851 :以下、名無しにかわりましてVIPがお送りします:2007/07/11(水) 08:23:25 ID:WcNbK3qg
ピピピ・・・ピピピ・・・。
「ん……むぅ……」
耳障りな電子音に呼び起こされ、私は目覚まし時計を睨みつけた。うん……大丈夫。まだあと10分は寝ていられる。
「おや……すみ……」
――。
「ホントにいいんですか?」
「いいのよ。どうせ、このままじゃいつまで起っても起きないし! じゃ、私は仕事行くから、あの子の事よろしくね!!」
……誰かの話す声が聞こえてくる。しかし眠りのもやにさえぎられ、私には一体何を喋っていたのか、把握できなかった。
(どうでも、いい……ねむい……。ふとん……きもちぃ……。たかしのゆめ、みれるかな……?)
再び……いや三度眠りの縁に落ちようとする私の耳に、「コンコン!」というノックの音が届いた。もちろん無視。
「コンコン! コンコン! ……もういいや、遅刻するし入るぞ!」
……? どこかで聞いたことのある声だ。えっと……と、私が答えを導き出す前に扉が開き、そいつが姿を現した。
「よ! 起きてるか、ちな……み……?」
「たか……し……?」
事態が把握できない私。本当にたかしの夢を見ているのだろうか? 正夢という奴だろうか。違う、あれは夢が現実になるというものだ、この場合は当てはまらない……。
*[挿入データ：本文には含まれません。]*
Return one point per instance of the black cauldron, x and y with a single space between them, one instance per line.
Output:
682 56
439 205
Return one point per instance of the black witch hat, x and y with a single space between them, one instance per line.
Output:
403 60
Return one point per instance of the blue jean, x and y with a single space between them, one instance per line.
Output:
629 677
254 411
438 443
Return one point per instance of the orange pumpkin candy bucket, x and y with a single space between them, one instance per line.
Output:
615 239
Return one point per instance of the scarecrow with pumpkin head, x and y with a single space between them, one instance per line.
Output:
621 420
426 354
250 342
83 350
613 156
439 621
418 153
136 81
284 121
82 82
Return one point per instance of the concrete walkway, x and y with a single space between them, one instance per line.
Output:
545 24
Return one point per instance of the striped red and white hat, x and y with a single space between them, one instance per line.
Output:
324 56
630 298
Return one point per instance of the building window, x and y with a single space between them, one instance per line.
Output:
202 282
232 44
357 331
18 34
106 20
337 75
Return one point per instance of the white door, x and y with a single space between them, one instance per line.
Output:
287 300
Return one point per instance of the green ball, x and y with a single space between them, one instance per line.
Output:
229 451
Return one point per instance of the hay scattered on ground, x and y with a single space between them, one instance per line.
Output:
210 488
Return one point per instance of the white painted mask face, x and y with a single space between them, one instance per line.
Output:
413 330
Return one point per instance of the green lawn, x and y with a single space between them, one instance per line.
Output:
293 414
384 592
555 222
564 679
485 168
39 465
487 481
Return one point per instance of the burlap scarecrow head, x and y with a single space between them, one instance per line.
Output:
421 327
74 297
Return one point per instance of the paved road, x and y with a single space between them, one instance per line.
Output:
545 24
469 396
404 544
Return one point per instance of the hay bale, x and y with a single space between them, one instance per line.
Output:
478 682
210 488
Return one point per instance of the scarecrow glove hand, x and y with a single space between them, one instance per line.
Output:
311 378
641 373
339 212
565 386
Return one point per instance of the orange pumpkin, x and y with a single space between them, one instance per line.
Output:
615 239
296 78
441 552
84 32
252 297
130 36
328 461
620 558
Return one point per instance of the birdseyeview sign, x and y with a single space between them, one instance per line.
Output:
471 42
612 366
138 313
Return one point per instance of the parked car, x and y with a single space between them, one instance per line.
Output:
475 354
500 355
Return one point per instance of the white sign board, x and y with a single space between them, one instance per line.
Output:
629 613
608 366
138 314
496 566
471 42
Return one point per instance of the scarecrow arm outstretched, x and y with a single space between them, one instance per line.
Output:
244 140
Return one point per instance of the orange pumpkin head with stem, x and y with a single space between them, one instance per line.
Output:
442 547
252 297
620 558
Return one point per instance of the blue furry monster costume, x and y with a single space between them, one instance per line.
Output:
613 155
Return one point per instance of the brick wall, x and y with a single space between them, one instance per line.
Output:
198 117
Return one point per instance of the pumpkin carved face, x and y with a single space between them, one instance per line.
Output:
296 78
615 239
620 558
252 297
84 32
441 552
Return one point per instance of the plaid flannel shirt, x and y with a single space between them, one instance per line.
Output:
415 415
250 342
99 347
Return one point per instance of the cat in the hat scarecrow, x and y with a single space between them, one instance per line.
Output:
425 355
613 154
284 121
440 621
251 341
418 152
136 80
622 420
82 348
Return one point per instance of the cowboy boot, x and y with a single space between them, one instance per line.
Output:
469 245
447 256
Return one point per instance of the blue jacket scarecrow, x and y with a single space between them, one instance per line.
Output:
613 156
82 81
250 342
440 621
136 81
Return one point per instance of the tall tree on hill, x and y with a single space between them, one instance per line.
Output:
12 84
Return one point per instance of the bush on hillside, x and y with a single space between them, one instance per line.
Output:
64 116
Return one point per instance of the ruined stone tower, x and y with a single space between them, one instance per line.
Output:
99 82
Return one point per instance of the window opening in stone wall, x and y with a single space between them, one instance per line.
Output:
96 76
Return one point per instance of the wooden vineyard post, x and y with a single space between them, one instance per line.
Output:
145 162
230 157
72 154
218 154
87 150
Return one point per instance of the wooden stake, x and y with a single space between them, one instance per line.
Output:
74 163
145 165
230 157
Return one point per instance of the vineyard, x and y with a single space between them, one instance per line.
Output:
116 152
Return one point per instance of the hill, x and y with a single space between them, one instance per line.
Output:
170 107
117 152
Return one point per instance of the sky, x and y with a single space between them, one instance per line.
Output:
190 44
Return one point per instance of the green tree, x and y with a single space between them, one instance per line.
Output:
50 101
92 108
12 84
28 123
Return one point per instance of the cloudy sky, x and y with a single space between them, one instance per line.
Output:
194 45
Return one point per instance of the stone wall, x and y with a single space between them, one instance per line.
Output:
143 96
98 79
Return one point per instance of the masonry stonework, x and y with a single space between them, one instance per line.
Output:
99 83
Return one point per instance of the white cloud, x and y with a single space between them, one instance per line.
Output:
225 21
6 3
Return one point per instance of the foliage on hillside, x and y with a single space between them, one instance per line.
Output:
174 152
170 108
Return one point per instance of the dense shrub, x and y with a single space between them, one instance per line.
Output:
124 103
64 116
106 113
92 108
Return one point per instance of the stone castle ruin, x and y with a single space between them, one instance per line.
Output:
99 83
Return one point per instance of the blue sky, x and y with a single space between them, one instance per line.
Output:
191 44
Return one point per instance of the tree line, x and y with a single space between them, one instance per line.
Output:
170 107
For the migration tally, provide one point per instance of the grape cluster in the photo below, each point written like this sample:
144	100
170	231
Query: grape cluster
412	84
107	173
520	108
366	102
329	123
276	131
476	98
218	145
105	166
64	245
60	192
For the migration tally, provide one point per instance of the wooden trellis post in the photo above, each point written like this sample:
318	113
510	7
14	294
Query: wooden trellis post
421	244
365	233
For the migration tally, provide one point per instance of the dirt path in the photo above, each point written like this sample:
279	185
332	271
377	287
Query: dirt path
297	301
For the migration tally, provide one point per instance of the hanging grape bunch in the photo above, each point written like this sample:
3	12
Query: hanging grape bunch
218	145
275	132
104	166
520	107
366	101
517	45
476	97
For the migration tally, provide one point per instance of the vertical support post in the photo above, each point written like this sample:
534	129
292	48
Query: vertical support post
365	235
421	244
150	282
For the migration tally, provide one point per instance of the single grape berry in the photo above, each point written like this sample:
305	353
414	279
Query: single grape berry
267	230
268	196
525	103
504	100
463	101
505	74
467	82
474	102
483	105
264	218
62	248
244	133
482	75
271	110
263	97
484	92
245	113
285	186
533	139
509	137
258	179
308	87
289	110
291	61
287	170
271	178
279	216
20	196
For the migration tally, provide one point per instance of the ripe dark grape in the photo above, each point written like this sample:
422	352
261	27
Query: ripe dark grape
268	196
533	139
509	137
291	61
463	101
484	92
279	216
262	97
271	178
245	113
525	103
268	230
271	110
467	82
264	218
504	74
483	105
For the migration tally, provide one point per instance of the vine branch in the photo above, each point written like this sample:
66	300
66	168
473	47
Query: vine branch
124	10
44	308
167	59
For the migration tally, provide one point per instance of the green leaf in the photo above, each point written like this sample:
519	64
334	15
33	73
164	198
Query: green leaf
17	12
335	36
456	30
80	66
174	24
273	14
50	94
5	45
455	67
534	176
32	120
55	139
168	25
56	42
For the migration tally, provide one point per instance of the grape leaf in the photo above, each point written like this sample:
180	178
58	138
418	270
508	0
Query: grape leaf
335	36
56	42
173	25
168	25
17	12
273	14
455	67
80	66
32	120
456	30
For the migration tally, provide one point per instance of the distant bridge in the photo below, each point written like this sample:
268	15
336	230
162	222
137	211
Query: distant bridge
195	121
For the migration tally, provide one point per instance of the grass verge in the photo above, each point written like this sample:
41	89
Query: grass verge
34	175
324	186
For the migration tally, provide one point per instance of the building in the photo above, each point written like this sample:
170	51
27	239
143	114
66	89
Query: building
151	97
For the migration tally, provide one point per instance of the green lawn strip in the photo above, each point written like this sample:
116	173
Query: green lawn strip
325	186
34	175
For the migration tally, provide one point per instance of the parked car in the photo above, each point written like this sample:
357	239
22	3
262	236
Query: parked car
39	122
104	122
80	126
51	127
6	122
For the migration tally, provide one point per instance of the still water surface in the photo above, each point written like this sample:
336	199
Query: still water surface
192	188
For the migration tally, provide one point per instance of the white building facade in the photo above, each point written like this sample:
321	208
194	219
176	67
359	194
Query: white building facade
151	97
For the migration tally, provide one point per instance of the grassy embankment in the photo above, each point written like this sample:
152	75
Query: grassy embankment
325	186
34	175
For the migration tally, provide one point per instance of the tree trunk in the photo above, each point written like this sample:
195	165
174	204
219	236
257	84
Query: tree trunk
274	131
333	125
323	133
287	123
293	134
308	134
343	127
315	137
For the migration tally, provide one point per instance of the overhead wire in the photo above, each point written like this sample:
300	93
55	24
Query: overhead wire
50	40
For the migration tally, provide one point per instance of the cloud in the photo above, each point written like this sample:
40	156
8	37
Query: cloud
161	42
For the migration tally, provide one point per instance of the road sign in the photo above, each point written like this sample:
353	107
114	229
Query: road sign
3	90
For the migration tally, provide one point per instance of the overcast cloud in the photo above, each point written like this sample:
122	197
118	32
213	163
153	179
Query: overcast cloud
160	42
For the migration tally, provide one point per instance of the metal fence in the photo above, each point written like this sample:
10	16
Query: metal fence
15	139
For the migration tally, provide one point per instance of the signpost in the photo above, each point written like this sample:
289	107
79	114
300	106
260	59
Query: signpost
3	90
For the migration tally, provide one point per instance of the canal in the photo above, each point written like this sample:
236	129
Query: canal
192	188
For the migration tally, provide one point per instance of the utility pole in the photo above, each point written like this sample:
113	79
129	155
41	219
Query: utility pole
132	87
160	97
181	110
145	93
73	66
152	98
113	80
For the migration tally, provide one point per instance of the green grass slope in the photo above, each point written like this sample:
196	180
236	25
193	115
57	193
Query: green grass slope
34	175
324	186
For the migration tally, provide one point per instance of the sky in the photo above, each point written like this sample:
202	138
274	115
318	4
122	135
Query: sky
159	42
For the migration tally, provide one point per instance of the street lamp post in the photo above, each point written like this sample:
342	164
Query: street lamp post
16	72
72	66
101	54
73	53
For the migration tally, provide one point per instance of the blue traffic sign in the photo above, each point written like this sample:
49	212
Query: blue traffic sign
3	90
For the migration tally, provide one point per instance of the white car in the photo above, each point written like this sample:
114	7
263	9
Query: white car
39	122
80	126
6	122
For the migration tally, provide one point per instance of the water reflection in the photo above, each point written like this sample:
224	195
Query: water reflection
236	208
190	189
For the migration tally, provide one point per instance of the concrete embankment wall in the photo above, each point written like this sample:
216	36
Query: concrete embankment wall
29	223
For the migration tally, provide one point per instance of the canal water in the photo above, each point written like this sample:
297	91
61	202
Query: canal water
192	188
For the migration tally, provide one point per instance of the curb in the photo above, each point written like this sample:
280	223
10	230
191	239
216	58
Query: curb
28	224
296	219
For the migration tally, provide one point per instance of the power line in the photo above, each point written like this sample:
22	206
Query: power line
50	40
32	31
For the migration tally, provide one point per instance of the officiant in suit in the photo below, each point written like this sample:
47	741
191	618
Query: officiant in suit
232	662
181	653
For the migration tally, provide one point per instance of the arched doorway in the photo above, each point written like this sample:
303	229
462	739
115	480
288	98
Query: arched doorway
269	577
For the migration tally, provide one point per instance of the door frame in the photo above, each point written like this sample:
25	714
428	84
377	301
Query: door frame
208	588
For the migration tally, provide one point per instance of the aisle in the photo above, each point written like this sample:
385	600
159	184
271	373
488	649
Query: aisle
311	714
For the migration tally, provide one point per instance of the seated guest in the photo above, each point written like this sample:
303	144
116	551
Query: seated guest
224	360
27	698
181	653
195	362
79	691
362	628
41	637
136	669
などと呆けきった頭が詮無いことを考えている私に対し、当のタカシといえば私の方を言葉もなく見つめていた。
「……?」
たかしの目を追って、私は自分の体に視線を落とした。瞬間、顔が真っ赤に燃え上がる。なぜなら……生まれたままの姿だったからだ。
「な……っ!」
「あっ! いやっ!! その、これは、そそそそそう不可抗力ってヤツで、俺は別にそんなつもりで来た訳じゃ……!!」
「……じっくりたっぷり……見てたくせに……。その言い訳は……通用しない……よ……っ!!」
……かくて、一方的な虐殺が始まった。
――。
「イタタタタ……あ、朝からなんて災難だ」
「その台詞は……私の……。君みたいな下種に見られて……もう、今日一日ブルー……。……真っ青」
背中を合わせて座り込む私たち。窓の外を見れば、初夏の青が空一面に広がっていた。
「……ブルーだから……今日は、学校お休み……。……君は私の御機嫌取りになれ……拒否権は、ない……」
「へいへい、この不良娘め。なーんでもさせて頂きますよっ。……はぁ、おばさんになんて言やいいんだよ」
――蝉の声が聞こえだす。新しい季節が始まったみたいだ。
規制とか勘弁してくれ。数ヶ月ぶりに電波が来たのに……。